No observations were possible that night, and next day—Sunday, it rained heavily. This was the first wet day we had experienced in Ascension, and the first we had ever spent under canvas. Our tent doors of course faced windward, and a tepid shower-bath roused us early in the morning.
The bedroom-tent was now floored with undressed planks. The ropes were well secured to the ground by iron pegs, driven into the clinker, the usual wooden pegs having no hold here. An ample mosquito net protected the bed; and a military-chest of drawers, an iron wash-stand, a bath, and a couple of wicker chairs completed the furnishing.
In order to make the process of taking root on Ascension intelligible, it is necessary first to explain something of the nature of its soil, and the peculiar manner of its cultivation. In other words, to make our own particular story less incoherent, it will be advisable, in the first place, to tell the little I know of the past history of our new home, and in what condition we found it in 1877.
Like its upturned face, the history of Ascension is featureless and colourless, being only redeemed from utter inanity by its contradictoriness. Doubtless there were stirring times here once on a day when Vulcan's forge was alight, but that was before we short-sighted mortals dared to peep into this now deserted workshop of the grimy god.
On Ascension Day, 1501, Juan de Nova, the great Portuguese navigator, found the fire gone out, and only hills of cinder and plains of ash to bear record of past labours. Ascension, so called by its discoverer from the fact of his having sighted it on Ascension Day, is one of the peaks of a submarine volcanic ridge which separates the northern and southern basins of the Atlantic, and is situated in lat. 8° S., long. 14° W., almost midway between the coasts of Africa and South America. It is one of the most isolated islands in the world, and has no land nearer than St. Helena, which lies 800 miles to the South-East.
Three days brought us within sight of Ascension. What a sight it was! The sun had been up some hours when we anchored in Clarence Bay on the 13th of July, and the “Abomination of Desolation” seemed to be before our eyes as we looked eagerly at the land.
A few scattered buildings lay among reddish-brown cinders near the shore—a sugar-loaf hill of the same colour rose up behind and bounded the view. We looked about in a sort of hopeless way for “Green Mountain,” but it was nowhere to be seen, and we set it down as a fable—a mere myth. “Nothing green,” we said, “exists, or could exist here.” Stones, stones, everywhere stones, that have been tried in the fire and are now heaped about in dire confusion, or beaten into dust which we see dancing in pillars before the wind.

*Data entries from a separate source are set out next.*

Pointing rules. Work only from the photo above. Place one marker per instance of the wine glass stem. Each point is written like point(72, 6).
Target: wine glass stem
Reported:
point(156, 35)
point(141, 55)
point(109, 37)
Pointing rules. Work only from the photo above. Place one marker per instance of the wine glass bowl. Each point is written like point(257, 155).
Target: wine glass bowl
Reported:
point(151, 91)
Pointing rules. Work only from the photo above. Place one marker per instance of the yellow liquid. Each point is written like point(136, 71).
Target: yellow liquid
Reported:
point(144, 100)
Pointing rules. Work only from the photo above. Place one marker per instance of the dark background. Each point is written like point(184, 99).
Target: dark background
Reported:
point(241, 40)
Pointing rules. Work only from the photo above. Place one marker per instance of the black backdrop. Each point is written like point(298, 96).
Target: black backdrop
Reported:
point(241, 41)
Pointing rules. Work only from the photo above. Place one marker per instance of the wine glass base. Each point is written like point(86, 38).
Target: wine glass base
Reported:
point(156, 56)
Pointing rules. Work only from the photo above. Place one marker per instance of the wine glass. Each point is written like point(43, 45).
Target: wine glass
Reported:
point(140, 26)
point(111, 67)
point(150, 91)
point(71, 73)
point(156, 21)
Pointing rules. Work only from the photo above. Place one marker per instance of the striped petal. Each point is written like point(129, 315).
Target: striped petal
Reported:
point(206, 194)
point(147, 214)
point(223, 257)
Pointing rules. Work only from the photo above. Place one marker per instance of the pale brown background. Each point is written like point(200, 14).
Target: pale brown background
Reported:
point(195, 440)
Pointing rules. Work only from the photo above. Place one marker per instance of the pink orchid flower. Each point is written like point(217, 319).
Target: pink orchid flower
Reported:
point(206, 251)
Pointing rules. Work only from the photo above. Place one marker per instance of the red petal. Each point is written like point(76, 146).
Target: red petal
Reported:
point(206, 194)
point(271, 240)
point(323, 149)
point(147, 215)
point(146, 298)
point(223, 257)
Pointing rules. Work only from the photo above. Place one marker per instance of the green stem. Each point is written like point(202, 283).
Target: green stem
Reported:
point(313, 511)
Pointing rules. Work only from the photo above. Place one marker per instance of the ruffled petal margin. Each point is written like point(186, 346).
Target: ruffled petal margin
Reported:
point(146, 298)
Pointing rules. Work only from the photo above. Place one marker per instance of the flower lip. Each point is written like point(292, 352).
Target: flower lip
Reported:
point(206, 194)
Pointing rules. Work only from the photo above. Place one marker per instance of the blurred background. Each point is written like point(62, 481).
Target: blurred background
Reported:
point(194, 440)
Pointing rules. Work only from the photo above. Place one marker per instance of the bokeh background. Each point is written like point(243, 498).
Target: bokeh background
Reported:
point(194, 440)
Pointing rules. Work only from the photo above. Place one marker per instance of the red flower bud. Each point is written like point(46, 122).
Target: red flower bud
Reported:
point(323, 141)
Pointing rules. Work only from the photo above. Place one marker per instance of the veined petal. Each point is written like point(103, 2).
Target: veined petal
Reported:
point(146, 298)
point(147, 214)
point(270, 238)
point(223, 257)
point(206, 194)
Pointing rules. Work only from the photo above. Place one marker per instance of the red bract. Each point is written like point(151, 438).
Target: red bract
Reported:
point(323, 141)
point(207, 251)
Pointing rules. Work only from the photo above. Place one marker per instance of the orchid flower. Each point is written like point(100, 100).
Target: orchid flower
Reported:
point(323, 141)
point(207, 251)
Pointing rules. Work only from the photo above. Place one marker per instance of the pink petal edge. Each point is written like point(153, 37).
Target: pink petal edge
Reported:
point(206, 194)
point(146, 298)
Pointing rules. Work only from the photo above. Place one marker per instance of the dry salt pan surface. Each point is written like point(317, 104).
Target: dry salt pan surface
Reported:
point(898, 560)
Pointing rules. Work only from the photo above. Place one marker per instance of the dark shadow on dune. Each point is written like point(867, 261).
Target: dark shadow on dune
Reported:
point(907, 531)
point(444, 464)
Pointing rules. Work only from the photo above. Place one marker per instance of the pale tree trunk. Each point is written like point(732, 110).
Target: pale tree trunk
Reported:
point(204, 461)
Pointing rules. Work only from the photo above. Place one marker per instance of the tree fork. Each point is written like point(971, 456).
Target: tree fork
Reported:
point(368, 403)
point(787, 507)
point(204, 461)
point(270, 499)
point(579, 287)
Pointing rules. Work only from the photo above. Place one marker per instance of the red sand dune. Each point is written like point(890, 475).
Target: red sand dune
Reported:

Dust, sunshine, and cinders, and low yellow houses frizzling in it all!
Is that Ascension?
Well, not quite; its coast presented a livelier scene, though one that we would gladly have dispensed with. A black perpendicular wall of rock jutted out into the bay, and on either side of it a stretch of white glistening sand swept to north and south. It is on this rock that the “Tartar Stairs” are cut, and here we must land.